Here are some interesting AI open-source models and frameworks I wanted to share today:
Project: Granite 3.0
The key highlights of this model series include low latency, support for tool-based scenarios, retrieval-augmented generation technology, and support for MoE hybrid models on small devices.
The model is trained from scratch using a two-stage strategy. In the first stage, it is trained on 10 trillion tokens from various domains, and in the second stage, it is fine-tuned on carefully curated high-quality data to enhance performance for specific tasks.
It supports multiple languages and can be used for tasks such as text summarization, classification, extraction, and question-answering.
https://huggingface.co/ibm-granite/granite-3.0-8b-base
https://huggingface.co/ibm-granite/granite-3.0-2b-instruct
Project: Allegro
Allegro is a powerful text-to-video generation model that can produce high-quality videos from simple text inputs.
The model supports generating videos up to 6 seconds long, with a frame rate of 15 FPS and a resolution of 720p.
Allegro leverages advanced machine-learning techniques to offer users a convenient text-to-video conversion experience.
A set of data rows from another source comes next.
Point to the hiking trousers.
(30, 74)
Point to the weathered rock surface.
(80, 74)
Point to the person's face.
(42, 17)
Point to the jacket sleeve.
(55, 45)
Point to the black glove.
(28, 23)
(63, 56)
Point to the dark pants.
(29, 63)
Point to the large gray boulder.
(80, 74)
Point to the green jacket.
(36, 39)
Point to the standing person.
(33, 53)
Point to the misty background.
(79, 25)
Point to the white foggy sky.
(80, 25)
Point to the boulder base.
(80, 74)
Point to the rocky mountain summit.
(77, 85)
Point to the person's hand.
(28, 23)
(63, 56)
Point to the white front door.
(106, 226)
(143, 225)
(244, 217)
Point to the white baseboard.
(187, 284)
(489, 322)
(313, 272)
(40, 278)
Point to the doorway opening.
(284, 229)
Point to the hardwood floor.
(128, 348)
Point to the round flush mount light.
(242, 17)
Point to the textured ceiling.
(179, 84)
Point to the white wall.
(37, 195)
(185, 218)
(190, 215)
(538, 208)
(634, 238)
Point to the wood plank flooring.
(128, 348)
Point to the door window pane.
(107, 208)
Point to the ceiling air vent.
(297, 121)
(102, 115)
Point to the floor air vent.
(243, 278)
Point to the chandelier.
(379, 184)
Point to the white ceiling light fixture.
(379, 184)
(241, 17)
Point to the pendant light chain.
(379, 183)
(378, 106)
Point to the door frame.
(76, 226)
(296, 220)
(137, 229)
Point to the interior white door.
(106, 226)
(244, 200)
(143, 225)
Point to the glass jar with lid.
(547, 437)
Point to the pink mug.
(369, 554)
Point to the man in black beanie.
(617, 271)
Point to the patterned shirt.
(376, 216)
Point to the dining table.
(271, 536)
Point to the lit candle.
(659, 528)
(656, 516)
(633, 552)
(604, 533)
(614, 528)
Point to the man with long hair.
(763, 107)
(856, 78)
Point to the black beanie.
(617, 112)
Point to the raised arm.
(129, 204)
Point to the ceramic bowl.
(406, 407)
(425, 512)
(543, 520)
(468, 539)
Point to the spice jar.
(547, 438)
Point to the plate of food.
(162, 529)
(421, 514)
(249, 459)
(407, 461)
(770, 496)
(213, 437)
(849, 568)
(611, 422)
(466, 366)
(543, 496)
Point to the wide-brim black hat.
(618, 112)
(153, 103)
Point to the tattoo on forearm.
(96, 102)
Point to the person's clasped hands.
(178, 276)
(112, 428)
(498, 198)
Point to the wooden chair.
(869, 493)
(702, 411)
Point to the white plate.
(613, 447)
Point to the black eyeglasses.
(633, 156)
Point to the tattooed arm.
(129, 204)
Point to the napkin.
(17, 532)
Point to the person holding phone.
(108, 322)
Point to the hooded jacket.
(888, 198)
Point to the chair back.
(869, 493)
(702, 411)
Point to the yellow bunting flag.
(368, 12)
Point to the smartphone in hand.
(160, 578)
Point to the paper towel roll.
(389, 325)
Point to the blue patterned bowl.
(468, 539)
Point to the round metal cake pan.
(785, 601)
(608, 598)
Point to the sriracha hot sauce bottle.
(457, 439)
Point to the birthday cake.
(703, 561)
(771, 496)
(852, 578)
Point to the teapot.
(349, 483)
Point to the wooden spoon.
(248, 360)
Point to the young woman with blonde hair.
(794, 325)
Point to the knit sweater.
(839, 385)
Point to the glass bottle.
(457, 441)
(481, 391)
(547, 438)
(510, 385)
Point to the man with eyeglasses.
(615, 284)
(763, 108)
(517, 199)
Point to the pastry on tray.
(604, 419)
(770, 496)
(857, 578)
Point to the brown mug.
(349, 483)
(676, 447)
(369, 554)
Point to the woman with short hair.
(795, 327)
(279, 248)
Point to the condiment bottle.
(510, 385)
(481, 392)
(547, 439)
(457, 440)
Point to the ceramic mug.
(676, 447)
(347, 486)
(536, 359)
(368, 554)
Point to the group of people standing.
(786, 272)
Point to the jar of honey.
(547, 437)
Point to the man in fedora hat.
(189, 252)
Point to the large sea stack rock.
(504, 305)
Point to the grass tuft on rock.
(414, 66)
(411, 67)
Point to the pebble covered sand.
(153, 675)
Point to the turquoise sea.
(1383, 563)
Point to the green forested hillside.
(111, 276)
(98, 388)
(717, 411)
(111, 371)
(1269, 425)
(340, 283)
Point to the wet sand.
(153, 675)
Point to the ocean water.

https://github.com/rhymes-ai/Allegro
Project: Whisper Turbo MLX
Whisper Turbo MLX is a fast and lightweight speech recognition project, based on the MLX implementation of the Whisper model.
This project is designed to provide efficient audio transcription functionality, with all the code contained in a file of fewer than 300 lines, making it suitable for scenarios that require rapid processing of large volumes of audio data.
https://github.com/JosefAlbers/whisper-turbo-mlx
Project: BaseAI
BaseAI is a framework for building declarative and composable AI-driven LLM products.
It allows users to develop AI agent pipelines on their local machines, integrating tools and memory functions (RAG).
BaseAI is designed to simplify the AI product development process, offering comprehensive documentation and learning guides.
https://github.com/LangbaseInc/BaseAI
Project: rag-chatbot
This project enables users to engage in interactive chats with multiple PDF files locally.
It supports models from Huggingface and Ollama, with plans to include multilingual chat support.
The project provides a simple user interface through Gradio, allowing users to run it easily either locally or on Kaggle.
https://github.com/datvodinh/rag-chatbot
Project: LangGraph ReAct Memory Agent
Memory Agent is an example of a ReAct-style agent designed to store memory through tools.
This approach allows the agent to persist important information within a conversation thread and configure the memory scope based on user ID, enabling the bot to learn user preferences.